L’été dernier, Ulcan ciblait déjà Pierre Haski, ainsi que Benoît Le Corre, journaliste à Rue89, qui lui avait consacré un portrait. Le hackeur sioniste l’avait menacé par téléphone, avant de prendre l’identité de son père pour faire croire à la police qu’il venait de tuer femme et enfant. Résultat: le GIGN avait débarqué au domicile familial en pleine nuit. Or, Thierry Le Corre, qui souffrait d’hypertension artérielle, faisait un infarctus et tombait dans le coma quelques jours après, avant de décéder deux mois plus tard.
Un rapport médical que s’est procuré Rue89 – qui, soulignons-le, ne lâche pas l’affaire – conclut que « le stress a été un facteur déclenchant direct et certain, révélant son état antérieur« . De plus, « la survenue de cet accident à cinq jours du dernier stress n’est pas pour les experts fortuite« : » Au contraire, la pérennisation pendant quelques heures voire jours d’un stress psychologique a des répercussions en termes d’accélération du rythme cardiaque par sécrétion d’hormones de stress (catécholamines). »
Ce même rapport assure que les agissements d’Ulcan ne s’apparentent pas à du swatting mais à des attaques à la personne, susceptibles d’entraîner la mort.
Un loup solitaire ?
Les attaques d’Ulcan font à chaque fois suite à des articles dépréciatifs le concernant, ou des prises de position en faveur de la Palestine. Ainsi, Arrêt sur images et Politis ont été ciblés suite à la publication d’une tribune de Denis Sieffert, « Un canular désopilant », dans laquelle le rédacteur en chef de Politis raconte l’intervention de la police au domicile de Pierre Stambul, membre du bureau national de l’Union juive française pour la paix, ainsi qu’à ceux de Jean-Claude Lefort, ex-président de l’association France-Palestine Solidarité, et de deux autres membres de l’UJFP. Dans son article, Denis Sieffert remettait en cause la théorie du loup solitaire, selon laquelle Ulcan agirait de son propre chef, sans aide extérieure:
« Quant aux autorités françaises, font-elles tout ce qui est en leur pouvoir pour obtenir l’extradition de l’activiste ? L’autre question concerne les policiers : comment peuvent-ils continuer à se laisser berner par un personnage parfaitement identifié et détenteur de numéros de code qu’il n’a pas trouvés tout seul ? On serait donc sensible à une explication du ministre de l’Intérieur. Ce qui supposerait que l’on renonce à la thèse du canular commis par un supporter un peu trop facétieux de la politique israélienne. D’autant plus que la nouvelle tentative de ce loup pas si solitaire survient au moment où la campagne pour le boycott des produits venant des colonies et, par extension, du territoire israélien enregistre des succès symboliques. »

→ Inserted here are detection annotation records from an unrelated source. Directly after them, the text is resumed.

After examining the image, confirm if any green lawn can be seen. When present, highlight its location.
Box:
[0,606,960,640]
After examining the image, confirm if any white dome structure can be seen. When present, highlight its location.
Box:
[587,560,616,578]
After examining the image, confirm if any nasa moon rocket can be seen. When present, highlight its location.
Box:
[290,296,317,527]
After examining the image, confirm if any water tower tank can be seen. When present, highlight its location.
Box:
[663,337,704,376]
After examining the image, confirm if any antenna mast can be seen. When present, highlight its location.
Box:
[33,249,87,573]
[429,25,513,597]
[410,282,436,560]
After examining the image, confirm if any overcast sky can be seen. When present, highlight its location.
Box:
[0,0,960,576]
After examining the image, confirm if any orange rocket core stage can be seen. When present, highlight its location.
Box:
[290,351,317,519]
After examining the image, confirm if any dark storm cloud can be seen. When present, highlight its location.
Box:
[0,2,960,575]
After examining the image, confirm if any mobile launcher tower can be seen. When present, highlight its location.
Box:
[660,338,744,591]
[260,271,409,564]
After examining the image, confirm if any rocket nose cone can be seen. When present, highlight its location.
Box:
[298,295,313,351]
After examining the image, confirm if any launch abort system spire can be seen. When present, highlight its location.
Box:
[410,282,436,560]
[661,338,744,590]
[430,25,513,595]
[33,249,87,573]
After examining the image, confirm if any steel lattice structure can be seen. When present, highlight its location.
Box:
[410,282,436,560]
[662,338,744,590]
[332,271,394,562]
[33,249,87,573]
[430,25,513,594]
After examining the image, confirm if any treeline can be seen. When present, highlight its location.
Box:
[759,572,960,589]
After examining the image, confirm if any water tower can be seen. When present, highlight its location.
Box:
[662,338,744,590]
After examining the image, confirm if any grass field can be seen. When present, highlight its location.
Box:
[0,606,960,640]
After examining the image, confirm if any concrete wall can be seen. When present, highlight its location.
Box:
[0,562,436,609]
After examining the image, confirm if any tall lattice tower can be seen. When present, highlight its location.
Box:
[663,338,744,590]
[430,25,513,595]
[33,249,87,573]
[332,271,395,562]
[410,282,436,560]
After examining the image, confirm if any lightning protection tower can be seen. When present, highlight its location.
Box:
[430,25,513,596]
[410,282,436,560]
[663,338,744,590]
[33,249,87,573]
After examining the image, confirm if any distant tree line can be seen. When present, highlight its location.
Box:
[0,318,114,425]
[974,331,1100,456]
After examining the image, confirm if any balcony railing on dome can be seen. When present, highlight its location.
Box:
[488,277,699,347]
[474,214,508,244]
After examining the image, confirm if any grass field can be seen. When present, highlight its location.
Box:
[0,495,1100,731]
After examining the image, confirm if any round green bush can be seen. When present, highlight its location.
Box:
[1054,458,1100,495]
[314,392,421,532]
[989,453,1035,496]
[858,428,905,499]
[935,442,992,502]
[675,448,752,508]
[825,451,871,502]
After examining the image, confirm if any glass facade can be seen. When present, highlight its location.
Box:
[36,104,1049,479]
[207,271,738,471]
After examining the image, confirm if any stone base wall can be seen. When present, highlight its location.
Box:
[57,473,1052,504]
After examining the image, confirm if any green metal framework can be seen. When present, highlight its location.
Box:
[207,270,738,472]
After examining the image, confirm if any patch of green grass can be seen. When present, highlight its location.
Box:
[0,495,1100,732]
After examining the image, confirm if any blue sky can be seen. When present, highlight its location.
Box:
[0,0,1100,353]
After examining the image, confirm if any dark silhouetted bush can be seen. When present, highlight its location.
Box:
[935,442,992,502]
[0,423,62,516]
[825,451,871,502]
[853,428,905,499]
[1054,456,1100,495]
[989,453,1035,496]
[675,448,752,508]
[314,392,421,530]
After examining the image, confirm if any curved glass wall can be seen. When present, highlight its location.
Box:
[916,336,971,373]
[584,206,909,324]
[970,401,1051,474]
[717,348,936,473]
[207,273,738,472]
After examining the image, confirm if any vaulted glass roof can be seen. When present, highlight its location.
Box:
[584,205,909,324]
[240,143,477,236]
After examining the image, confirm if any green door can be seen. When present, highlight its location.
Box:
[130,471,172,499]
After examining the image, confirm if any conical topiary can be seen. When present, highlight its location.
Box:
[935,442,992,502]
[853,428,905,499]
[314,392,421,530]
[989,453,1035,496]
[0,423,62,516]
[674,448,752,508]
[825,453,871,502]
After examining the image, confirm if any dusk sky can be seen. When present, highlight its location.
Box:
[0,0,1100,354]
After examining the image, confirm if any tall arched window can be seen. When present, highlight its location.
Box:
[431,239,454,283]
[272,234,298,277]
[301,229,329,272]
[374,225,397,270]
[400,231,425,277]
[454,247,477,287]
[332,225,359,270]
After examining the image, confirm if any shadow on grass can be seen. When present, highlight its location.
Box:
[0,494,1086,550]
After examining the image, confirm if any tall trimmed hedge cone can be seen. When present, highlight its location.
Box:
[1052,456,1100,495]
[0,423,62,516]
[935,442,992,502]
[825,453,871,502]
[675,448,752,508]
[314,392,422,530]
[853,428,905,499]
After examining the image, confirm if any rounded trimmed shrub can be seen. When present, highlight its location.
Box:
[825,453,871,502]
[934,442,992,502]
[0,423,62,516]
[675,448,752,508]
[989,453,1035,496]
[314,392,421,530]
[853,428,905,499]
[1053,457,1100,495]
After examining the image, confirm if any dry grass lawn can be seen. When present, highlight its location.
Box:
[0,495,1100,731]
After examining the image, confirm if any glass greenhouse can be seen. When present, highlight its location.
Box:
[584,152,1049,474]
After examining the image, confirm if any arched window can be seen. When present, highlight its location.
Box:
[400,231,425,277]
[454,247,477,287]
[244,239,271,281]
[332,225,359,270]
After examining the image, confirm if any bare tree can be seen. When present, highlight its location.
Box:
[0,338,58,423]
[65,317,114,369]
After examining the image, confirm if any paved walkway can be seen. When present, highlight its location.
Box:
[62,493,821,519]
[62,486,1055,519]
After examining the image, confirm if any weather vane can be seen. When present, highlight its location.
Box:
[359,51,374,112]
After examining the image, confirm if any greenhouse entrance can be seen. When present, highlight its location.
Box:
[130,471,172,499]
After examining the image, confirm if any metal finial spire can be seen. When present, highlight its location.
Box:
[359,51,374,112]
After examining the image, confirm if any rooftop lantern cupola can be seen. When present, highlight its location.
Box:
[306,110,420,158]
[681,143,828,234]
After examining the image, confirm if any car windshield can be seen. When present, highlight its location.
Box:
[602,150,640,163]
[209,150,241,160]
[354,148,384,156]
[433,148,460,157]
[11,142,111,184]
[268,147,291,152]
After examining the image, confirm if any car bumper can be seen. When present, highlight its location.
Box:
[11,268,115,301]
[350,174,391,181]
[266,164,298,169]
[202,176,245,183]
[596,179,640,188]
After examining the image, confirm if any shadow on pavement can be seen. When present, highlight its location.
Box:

S’il n’est pas prouvé que Gregory Chelli soit bien l’auteur, ou à l’origine de ces attaques, un compte Facebook qui semble être le sien s’en réjouit:
Si son compte Twitter avait été fermé l’été dernier (le poussant à en ouvrir un immédiatement), son site Violvocal, qui contient notamment un tchat sur lequel dialoguent des hackeurs (et qui ne reçoit pour l’instant plus de nouvelles inscriptions) n’a jamais été fermé.
Contacté par Les Inrocks, son avocat, Gilles William Goldnadel, explique n’avoir aucune nouvelle « depuis mal de temps« . « Je crois savoir qu’il a démenti, mais je n’ai pas plus de lumière » nous assure-t-il, avant d’ajouter: « Il n’y a pas de doute, il est en Israël ». Or, Israël n’a pas d’accord d’extradition avec la France.
Interviewé par la chaîne I24news, Ulcan a démenti toute responsabilité dans les dernières interventions du Raid. « Tous les journaux m’accusent sans avoir aucune preuve. Je ne suis responsable d’aucune de ces actions, a expliqué le hacker. Je sais d’où ça vient mais je ne suis pas responsable. Ce sont des gens qui agissent sans mon aval. Je les connais par internet, ils ont copié mes méthodes ».
« Je les soutiens, mais ce n’est pas moi », a-t-il ajouté.